Nadia Murad, prix Nobel de la paix 2018 et ex-victime yazidie du groupe Etat islamique en Irak, a réclamé lundi au Conseil de sécurité de l'ONU de saisir la Cour pénale internationale du "génocide" commis contre sa communauté ou de créer un tribunal spécifique.
"Des tribunaux internationaux sont nécessaires pour s'attaquer à l'ampleur universelle des crimes du groupe Etat islamique (EI) contre l'humanité", a-t-elle plaidé lors d'une visioconférence du Conseil, en s'appuyant sur le dernier rapport du groupe d'enquêteurs onusiens créé en 2017 par cette instance.
"Nous vous demandons de renvoyer ce génocide" commis contre les Yazidis "à la Cour pénale internationale (CPI) ou de créer un tribunal par traité. Il est temps que la communauté internationale fasse plus. Il est temps d'agir", a-t-elle souligné.

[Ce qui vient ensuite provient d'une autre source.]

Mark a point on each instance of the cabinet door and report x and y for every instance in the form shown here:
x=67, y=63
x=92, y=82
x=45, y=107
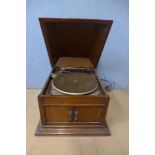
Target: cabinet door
x=58, y=114
x=89, y=114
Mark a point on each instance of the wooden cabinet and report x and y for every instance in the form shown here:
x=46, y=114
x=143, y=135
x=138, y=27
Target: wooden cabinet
x=78, y=114
x=73, y=43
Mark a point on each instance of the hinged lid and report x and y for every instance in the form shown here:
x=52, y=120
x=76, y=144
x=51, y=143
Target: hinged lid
x=83, y=38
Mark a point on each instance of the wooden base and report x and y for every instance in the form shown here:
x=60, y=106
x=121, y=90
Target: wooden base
x=73, y=130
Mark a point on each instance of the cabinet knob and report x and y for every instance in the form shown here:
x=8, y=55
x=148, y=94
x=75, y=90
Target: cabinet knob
x=71, y=115
x=76, y=115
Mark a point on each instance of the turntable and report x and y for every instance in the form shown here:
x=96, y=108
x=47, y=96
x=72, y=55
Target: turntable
x=73, y=101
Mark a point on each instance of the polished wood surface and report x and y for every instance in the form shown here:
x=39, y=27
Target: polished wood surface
x=73, y=62
x=72, y=111
x=116, y=144
x=73, y=43
x=83, y=38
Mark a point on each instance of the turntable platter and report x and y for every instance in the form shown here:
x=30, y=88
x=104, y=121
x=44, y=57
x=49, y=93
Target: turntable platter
x=75, y=83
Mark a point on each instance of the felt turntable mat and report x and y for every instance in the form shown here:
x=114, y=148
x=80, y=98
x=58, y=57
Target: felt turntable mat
x=75, y=83
x=116, y=144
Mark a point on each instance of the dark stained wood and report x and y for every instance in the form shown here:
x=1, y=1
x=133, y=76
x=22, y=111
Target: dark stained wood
x=73, y=43
x=70, y=130
x=83, y=38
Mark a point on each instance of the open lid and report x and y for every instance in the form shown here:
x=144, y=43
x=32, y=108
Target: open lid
x=75, y=38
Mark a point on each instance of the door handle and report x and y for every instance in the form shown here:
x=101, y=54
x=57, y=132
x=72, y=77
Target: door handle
x=76, y=115
x=71, y=115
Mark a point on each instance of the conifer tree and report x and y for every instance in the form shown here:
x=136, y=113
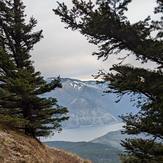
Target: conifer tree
x=105, y=24
x=21, y=87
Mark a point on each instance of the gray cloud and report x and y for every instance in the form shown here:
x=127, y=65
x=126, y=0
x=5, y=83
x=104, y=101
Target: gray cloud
x=66, y=53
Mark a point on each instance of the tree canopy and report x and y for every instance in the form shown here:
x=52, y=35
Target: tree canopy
x=21, y=86
x=106, y=25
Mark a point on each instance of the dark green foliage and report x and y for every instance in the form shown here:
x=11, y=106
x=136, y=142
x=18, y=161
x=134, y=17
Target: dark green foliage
x=21, y=87
x=104, y=24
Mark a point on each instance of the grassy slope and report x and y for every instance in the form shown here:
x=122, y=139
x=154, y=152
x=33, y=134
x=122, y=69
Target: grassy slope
x=98, y=153
x=18, y=148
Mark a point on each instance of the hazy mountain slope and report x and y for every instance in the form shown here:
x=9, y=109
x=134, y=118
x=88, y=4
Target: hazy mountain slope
x=18, y=148
x=112, y=139
x=87, y=103
x=98, y=153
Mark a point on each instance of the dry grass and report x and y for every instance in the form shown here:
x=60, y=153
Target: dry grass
x=18, y=148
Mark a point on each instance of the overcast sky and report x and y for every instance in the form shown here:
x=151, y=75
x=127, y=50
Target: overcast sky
x=67, y=53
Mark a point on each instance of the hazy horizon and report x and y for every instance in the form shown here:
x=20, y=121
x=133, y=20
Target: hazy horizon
x=67, y=53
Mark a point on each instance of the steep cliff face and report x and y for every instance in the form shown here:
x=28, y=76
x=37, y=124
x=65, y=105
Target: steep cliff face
x=18, y=148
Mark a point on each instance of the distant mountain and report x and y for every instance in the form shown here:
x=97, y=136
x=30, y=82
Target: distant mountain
x=98, y=153
x=112, y=139
x=87, y=104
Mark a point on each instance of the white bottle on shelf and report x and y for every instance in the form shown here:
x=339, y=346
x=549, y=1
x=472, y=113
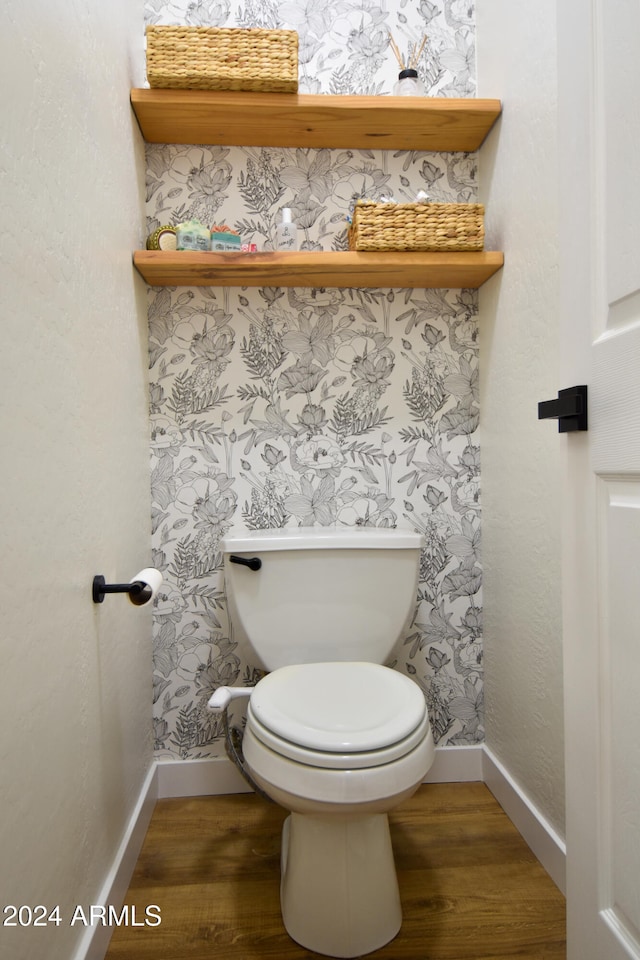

"Le Conseil de sécurité doit maintenant établir ses priorités et accélérer la prise d'actions concrètes pour donner suite aux conclusions" établies dans le dernier rapport de Karim Asad Ahmad Khan et de son équipe d'enquêteurs, a insisté la jeune femme. "Les preuves recueillies par M. Khan et son équipe ont confirmé la conclusion (que) les crimes de l'EI contre les Yazidis constituent un génocide", a-t-elle précisé.
Dans son rapport rendu public lundi, le Britannique Karim Asad Ahmad Khan qui prendra en juin ses nouvelles fonctions de procureur de la CPI, indique que deux dossiers ont été clôturés, portant sur des attaques en août 2014 contre les Yazidis dans la région du Sinjar et sur la mort en juin 2014 de recrues militaires irakiennes dans la région de Tikrit.
Dans le passé, il avait lui aussi appelé à des procès semblables à celui des dirigeants nazis à Nuremberg.
"Une nouvelle enquête ouverte sur la mise au point et l'utilisation d'armes chimiques et biologiques par l'EI en Irak s'est développée rapidement", précise par ailleurs son rapport. "Grâce à la collecte d'un large éventail de preuves, l'équipe a confirmé le déploiement répété d'armes chimiques par l'EI contre les populations civiles en Irak entre 2014 et 2016, ainsi que des essais d'agents biologiques sur des prisonniers", indique le document.
L'équipe d'enquêteurs de l'ONU travaille aussi sur des crimes présumés contre les communautés chiite, chrétienne, kaka'i, shabak, sunnite et turkmène en Irak.
L'EI, vaincu en Irak fin 2017, a laissé derrière lui plus de 200 charniers qui pourraient renfermer jusqu'à 12.000 corps, selon l'ONU.